Creating an individual style in Marleybone
Expansion is something every restaurant craves, but can also often be a double-edged sword. While it represents proof of success and a validation of what you are trying to achieve, simply replicating the original without exploring new avenues of direction with each branch could lead to a dilution of the product. For Sanchez, who is a new addition to the Chotto Matte brand, and Sclare, having clarity on each individual restaurant’s place within the system is crucial.
They explain this means being aware of the differences and nuances in clientele, atmosphere, and area, and adapting each menu accordingly.
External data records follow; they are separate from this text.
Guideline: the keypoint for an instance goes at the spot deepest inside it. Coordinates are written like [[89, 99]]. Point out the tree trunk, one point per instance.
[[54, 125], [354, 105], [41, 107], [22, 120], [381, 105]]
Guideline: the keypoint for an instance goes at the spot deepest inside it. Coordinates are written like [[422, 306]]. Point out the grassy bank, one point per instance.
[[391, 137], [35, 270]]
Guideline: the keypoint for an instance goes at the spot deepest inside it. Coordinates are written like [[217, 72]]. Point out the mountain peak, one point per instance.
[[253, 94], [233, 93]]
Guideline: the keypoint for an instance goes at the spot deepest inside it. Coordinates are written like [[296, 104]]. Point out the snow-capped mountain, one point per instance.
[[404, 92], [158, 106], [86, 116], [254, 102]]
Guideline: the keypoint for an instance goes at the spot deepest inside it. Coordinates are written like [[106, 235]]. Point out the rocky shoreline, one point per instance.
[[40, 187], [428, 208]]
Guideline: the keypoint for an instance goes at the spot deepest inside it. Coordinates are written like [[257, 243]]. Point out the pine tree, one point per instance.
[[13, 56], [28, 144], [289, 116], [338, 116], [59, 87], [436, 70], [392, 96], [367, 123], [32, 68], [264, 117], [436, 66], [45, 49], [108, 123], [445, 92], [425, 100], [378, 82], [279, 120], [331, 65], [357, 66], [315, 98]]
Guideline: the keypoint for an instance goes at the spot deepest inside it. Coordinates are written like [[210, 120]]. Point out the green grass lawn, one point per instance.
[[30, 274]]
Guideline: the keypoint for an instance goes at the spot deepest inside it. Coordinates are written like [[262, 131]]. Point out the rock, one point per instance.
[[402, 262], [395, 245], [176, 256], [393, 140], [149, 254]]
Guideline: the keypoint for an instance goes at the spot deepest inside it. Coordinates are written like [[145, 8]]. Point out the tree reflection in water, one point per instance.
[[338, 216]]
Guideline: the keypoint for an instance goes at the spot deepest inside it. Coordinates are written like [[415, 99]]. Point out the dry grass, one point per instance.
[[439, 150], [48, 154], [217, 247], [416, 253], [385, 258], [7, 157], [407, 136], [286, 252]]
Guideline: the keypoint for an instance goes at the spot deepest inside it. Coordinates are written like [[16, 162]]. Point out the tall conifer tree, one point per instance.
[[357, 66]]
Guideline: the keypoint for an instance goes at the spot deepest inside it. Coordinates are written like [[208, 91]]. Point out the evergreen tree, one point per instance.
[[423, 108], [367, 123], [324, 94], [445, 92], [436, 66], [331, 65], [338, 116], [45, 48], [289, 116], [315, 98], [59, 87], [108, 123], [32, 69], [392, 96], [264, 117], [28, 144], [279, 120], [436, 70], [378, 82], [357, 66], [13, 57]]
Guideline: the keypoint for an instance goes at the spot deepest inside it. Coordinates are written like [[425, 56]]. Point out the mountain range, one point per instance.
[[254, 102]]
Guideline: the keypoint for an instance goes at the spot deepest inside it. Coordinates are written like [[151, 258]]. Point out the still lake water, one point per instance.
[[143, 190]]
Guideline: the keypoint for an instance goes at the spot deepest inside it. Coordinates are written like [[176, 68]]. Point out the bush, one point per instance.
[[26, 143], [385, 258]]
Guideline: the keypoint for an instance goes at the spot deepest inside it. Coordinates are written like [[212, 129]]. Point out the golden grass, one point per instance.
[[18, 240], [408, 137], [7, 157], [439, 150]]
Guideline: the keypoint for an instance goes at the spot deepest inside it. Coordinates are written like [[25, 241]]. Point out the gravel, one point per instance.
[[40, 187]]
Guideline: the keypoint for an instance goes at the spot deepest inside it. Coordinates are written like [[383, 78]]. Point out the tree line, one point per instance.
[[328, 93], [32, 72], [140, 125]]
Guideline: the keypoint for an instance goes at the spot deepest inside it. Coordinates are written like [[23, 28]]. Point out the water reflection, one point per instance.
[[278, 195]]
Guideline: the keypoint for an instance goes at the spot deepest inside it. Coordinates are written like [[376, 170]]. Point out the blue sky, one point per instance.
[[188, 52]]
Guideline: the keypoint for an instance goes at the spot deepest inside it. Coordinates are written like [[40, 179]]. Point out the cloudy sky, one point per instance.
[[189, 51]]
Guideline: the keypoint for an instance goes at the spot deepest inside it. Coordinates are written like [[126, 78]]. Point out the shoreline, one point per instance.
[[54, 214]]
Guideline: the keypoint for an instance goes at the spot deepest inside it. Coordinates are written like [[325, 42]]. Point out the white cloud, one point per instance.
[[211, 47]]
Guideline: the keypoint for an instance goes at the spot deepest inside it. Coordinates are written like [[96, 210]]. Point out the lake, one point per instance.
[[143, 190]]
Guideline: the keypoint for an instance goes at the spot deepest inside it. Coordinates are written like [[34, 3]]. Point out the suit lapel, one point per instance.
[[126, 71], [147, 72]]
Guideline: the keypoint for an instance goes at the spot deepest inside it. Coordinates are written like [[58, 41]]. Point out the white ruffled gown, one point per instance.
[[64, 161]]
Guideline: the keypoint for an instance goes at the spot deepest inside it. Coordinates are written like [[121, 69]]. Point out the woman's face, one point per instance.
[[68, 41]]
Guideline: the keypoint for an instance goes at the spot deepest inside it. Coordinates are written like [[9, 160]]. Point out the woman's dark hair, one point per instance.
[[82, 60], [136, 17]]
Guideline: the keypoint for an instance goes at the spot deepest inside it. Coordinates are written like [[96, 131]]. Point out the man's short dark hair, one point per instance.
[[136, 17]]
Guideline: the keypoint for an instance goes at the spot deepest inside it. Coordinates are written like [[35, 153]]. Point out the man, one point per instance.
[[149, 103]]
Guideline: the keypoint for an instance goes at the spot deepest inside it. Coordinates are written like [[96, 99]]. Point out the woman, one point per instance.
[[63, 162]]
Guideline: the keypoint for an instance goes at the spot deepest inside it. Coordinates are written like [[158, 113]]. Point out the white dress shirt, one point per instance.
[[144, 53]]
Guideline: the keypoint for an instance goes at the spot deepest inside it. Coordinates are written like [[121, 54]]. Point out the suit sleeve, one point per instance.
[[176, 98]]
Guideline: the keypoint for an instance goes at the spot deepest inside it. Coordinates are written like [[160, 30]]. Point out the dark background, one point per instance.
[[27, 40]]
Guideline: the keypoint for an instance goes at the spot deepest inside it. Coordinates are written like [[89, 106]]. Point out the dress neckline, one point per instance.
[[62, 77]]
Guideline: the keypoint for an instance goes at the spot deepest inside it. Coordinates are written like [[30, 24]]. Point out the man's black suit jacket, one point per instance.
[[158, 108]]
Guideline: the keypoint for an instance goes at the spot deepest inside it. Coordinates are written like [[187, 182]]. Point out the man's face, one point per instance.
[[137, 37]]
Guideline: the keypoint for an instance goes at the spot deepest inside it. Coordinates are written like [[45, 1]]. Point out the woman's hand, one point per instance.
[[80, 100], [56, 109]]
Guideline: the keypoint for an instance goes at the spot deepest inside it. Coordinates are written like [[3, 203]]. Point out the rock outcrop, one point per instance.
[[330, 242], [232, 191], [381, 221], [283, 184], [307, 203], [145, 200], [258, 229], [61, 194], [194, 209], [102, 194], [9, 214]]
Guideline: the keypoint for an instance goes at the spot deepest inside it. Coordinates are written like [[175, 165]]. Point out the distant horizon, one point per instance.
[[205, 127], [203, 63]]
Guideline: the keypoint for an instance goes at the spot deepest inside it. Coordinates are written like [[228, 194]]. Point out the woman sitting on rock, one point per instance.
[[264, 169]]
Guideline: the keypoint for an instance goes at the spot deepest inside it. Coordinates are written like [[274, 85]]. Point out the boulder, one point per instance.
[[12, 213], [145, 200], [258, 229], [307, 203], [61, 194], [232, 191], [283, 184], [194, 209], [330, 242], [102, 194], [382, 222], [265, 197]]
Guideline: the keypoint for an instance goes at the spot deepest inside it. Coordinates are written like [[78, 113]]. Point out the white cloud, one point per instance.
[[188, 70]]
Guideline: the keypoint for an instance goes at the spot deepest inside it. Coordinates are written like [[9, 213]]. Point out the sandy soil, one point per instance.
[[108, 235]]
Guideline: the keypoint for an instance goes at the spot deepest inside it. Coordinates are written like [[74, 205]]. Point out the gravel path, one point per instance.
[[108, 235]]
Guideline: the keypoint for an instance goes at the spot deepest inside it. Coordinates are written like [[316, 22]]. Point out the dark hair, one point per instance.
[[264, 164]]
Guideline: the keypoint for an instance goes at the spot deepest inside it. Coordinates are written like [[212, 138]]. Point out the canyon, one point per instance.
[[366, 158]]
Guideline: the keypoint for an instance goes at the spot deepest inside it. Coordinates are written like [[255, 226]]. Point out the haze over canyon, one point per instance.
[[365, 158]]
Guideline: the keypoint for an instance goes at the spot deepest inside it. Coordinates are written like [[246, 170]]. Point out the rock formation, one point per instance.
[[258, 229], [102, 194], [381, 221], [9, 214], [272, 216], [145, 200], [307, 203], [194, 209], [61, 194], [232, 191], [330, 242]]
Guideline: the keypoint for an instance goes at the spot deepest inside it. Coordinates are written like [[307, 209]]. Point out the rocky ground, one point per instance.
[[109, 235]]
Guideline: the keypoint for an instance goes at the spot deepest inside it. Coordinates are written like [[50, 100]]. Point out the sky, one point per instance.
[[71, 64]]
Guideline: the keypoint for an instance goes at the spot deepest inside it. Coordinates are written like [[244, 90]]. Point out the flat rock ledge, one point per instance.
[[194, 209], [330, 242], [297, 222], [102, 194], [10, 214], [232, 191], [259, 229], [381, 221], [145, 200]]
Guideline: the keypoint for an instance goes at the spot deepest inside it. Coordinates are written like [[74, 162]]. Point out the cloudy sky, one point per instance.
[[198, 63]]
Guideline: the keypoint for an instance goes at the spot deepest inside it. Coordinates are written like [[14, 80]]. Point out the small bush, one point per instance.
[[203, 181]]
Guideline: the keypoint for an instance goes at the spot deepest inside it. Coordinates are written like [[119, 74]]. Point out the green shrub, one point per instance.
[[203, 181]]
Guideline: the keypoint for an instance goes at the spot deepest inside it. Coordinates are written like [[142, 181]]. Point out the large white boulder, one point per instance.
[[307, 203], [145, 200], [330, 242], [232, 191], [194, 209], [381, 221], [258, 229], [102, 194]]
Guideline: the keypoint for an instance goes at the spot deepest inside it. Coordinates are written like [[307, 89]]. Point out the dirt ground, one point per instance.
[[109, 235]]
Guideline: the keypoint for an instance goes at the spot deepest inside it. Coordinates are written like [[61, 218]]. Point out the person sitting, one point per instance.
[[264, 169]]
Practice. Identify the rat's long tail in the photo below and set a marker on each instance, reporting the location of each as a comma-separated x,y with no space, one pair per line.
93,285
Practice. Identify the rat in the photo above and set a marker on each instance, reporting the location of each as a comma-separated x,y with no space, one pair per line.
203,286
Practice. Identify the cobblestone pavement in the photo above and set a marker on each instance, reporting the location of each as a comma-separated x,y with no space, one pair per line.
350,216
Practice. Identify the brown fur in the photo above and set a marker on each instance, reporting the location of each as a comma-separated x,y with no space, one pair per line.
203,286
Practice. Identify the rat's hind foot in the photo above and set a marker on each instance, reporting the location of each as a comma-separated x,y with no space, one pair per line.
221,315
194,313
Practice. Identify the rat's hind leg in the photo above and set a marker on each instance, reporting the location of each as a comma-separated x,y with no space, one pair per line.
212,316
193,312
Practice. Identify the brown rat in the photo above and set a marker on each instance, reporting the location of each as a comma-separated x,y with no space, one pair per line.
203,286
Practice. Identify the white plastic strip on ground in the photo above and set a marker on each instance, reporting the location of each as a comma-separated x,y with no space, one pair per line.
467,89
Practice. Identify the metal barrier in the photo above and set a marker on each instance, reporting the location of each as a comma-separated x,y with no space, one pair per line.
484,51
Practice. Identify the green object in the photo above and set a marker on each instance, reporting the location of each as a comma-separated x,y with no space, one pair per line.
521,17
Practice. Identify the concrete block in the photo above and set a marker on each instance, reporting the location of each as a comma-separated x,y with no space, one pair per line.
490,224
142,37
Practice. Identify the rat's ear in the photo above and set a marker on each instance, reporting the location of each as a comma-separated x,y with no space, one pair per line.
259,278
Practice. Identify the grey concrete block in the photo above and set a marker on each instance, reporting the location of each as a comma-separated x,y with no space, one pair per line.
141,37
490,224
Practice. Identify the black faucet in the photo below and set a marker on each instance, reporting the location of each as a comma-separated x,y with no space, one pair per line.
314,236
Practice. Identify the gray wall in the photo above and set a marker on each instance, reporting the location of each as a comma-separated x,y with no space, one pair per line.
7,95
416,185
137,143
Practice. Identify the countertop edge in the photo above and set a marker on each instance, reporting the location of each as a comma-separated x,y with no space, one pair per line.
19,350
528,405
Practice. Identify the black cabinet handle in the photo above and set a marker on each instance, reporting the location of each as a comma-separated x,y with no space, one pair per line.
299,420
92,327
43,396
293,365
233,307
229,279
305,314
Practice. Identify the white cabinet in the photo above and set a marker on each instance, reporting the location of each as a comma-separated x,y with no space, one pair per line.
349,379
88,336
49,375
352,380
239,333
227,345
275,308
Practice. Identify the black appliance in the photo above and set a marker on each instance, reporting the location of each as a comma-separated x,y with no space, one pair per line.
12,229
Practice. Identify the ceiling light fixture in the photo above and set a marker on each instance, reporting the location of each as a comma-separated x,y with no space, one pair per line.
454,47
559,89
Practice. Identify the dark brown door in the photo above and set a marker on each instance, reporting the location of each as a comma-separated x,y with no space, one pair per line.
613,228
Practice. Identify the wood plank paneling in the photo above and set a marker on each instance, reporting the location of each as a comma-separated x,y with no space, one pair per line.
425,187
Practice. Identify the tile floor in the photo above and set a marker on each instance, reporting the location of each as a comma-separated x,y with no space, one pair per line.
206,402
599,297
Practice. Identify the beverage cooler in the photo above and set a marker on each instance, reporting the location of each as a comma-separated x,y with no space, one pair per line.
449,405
Sclare and Sanchez outline that the inspiration for the Marylebone menu was “very much based” on the signature menu of the Soho flagship, but adapted and expanded to meet the upper market clientele expected in Mayfair.
“When we’re expanding, we’re actually trying to expand with our signature menu and the best dishes that we’ve sold in our flagship store here in Soho for the last eight years, but then we will be expecting a slightly different clientele,” they say.
“Marleybone is a different area to Soho; there’s slightly more budget for the clientele that are eating closer to Mayfair, and there is hope we get an opportunity to use more expensive ingredients. We started with where we think the trends would go with Chotto Matte style food, but we’ve really added in a luxurious element in Marleybone. For example our sea bass ceviche in Soho will be wild sea bass ceviche in Marleybone, and we’ll have the addition of foie gras and king crab and truffles.”
It is this freedom to adapt, but clarity about how each venue fits into the overall Chotto Matte brand that they believe is “crucial” to the success of its expansion.
For Sclare and Sanchez, adaptation comes easily as an evolution of flavours is built into the Chotto Matte brand. They recognise the potential for “traditional Japanese sushi chefs who stick to only Japanese traditions and won’t understand why we add chilli and coriander and lime and all these other ingredients into the food from Peru”.
But for Chotto Matte an embrace of the tension between the traditional and the new is key to the evolution of Nikkei cuisine. Sclare and Sanchez note how they have chefs who stand on “both sides” of the debate in their kitchen. One’s who feel protective over cuisines with rich traditions, and one’s eager to combine and take flavours into new territories. This approach to the menu is mirrored in the company’s approach to expansion, and how it evolves its product across branches. With an eye on the opportunities for exploration expansion offers, but also mindful of the origin, and what made the product work in the first place.